The Beatles at the Indra
Conversations with Pete Best
By Pete Best and Bill Harry  

Indra club– the elephant logoTen years ago I spent a week with Pete Best collaborating on the book ‘The Best Years of the Beatles’, which was only published in Britain and is now out of print.

We covered numerous memories of those times in detail, including the early days in Hamburg, beginning with the Beatles appearance at the Indra Club.

The group were disappointed to find they were booked into a grotty little club, the Indra, as 58 Grosse Freiheit. They made their debut there on Wednesday 17 August 1960, and discovered they had to play more than four and a half hours a night. Their sleeping arrangements were far worse than they could have imagined – some dingy rooms at the Bambi Filmkunsttheater (which they referred to as the Bambi Kino) at 33 Paul-Roosen Strasse.

The Beatles played at the Indra for a total of forty-eight nights until Monday 3 October. It was during this period that the group’s stage act became much more exciting, and Pete evolved a dynamic new style of drumming that came to be known as the ‘atom beat,’ Given the difficult conditions, the group’s stint at the Indra was something of a baptism of fire.

Here are Pete’s own memories of the club:

“The Indra was two or three hundred yards down the road (from the Kaiserkeller), at the bottom of the Grosse Freiheit. We though, ‘Well, if it’s like this place we don’t mind.’ So it was whooosh! Down to the Indra. But when we arrived, there were just a couple of people sitting there. It was depressing.

“‘Why can’t we play at the Kaiserkeller?’ we asked.

“We were told that the Kaiserkeller wanted us to try and develop the Indra into another Kaiserkeller.

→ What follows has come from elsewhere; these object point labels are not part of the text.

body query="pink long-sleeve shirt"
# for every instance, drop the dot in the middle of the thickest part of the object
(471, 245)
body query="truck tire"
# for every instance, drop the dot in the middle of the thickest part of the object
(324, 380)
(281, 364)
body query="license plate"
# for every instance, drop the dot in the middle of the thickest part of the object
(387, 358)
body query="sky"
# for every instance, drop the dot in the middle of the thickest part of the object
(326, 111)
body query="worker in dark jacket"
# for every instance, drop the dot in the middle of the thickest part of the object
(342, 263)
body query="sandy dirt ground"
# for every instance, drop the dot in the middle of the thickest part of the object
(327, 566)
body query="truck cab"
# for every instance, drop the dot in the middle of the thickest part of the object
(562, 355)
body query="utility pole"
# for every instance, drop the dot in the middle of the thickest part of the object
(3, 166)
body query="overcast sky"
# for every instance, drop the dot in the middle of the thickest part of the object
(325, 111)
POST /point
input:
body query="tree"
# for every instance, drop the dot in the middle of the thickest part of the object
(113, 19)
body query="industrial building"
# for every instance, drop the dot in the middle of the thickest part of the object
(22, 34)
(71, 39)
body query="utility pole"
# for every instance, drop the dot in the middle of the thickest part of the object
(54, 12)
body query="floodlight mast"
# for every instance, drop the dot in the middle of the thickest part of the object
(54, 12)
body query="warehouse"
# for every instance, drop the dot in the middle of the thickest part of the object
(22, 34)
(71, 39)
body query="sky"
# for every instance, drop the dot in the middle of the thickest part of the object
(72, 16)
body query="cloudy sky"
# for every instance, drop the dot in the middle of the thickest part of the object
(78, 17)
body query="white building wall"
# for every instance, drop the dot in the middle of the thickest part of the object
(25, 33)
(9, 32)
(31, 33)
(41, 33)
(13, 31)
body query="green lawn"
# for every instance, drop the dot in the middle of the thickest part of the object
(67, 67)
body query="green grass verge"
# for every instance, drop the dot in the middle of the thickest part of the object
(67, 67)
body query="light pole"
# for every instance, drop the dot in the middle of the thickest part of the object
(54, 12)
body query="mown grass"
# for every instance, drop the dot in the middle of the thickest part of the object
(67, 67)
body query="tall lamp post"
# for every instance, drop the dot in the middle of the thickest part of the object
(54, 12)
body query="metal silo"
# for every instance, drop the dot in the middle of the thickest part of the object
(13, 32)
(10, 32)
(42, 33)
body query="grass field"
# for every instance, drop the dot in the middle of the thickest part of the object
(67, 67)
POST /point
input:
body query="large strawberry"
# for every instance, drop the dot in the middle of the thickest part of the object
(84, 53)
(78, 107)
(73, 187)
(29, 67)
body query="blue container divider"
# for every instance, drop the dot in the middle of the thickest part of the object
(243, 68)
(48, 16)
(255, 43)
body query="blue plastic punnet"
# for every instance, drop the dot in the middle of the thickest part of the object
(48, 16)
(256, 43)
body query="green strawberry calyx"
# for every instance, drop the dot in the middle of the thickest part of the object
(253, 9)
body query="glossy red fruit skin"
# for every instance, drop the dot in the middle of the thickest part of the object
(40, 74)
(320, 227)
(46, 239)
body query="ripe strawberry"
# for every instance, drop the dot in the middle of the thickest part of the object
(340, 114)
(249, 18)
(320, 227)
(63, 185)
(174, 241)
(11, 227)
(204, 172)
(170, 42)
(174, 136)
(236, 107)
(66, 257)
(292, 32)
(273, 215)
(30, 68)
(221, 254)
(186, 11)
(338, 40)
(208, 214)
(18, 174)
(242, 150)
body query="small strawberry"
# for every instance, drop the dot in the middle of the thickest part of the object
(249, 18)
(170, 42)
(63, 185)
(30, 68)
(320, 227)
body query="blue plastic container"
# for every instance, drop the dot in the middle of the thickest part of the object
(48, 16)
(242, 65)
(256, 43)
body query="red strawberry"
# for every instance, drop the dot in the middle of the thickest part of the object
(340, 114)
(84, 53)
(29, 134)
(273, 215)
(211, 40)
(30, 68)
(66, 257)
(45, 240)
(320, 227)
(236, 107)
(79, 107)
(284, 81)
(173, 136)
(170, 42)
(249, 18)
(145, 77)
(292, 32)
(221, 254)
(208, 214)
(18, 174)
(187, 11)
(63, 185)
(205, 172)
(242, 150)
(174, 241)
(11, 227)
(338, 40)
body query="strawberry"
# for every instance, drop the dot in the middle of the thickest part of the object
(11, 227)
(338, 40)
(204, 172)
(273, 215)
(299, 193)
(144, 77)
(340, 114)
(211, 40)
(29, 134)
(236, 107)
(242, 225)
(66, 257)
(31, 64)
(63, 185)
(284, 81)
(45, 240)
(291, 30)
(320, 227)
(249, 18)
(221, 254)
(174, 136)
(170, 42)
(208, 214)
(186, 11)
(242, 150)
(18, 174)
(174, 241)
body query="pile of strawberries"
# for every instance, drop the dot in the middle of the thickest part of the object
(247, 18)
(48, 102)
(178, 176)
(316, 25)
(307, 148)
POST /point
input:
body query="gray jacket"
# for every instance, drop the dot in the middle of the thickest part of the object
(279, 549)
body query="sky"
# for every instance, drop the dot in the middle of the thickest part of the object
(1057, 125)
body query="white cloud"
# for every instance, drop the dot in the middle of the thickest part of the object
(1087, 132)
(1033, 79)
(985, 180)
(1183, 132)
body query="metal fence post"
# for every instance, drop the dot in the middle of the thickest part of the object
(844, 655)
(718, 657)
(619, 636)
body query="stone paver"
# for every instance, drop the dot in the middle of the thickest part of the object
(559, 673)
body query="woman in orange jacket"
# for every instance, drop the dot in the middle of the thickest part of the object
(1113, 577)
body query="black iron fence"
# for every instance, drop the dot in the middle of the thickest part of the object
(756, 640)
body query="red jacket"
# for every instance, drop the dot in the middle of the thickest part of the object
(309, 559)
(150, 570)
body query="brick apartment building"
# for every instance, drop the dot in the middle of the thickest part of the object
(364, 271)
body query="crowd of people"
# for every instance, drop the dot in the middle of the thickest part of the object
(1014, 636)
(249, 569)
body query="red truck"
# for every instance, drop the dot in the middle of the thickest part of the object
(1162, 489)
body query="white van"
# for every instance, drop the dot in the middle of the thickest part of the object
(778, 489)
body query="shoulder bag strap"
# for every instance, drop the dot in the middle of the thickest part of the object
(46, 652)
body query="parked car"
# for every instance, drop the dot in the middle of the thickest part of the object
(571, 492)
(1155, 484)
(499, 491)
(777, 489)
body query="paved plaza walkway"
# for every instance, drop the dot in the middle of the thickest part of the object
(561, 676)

“As time went on it was explained to us by Georg Sterner, the interpreter, who became a waiter at the Kaiserkeller, that Koschmider was a businessman. From his point of view, he had two bands from Liverpool, and he wanted them to build up both his clubs. He felt it was a means of getting the audience to go from one club to the other and back again, which is what happened.

“But at first, we were crestfallen when we saw the Indra. We were also annoyed at being billed as the Silver Beatles and we said, ‘we’re the Beatles, get it right!’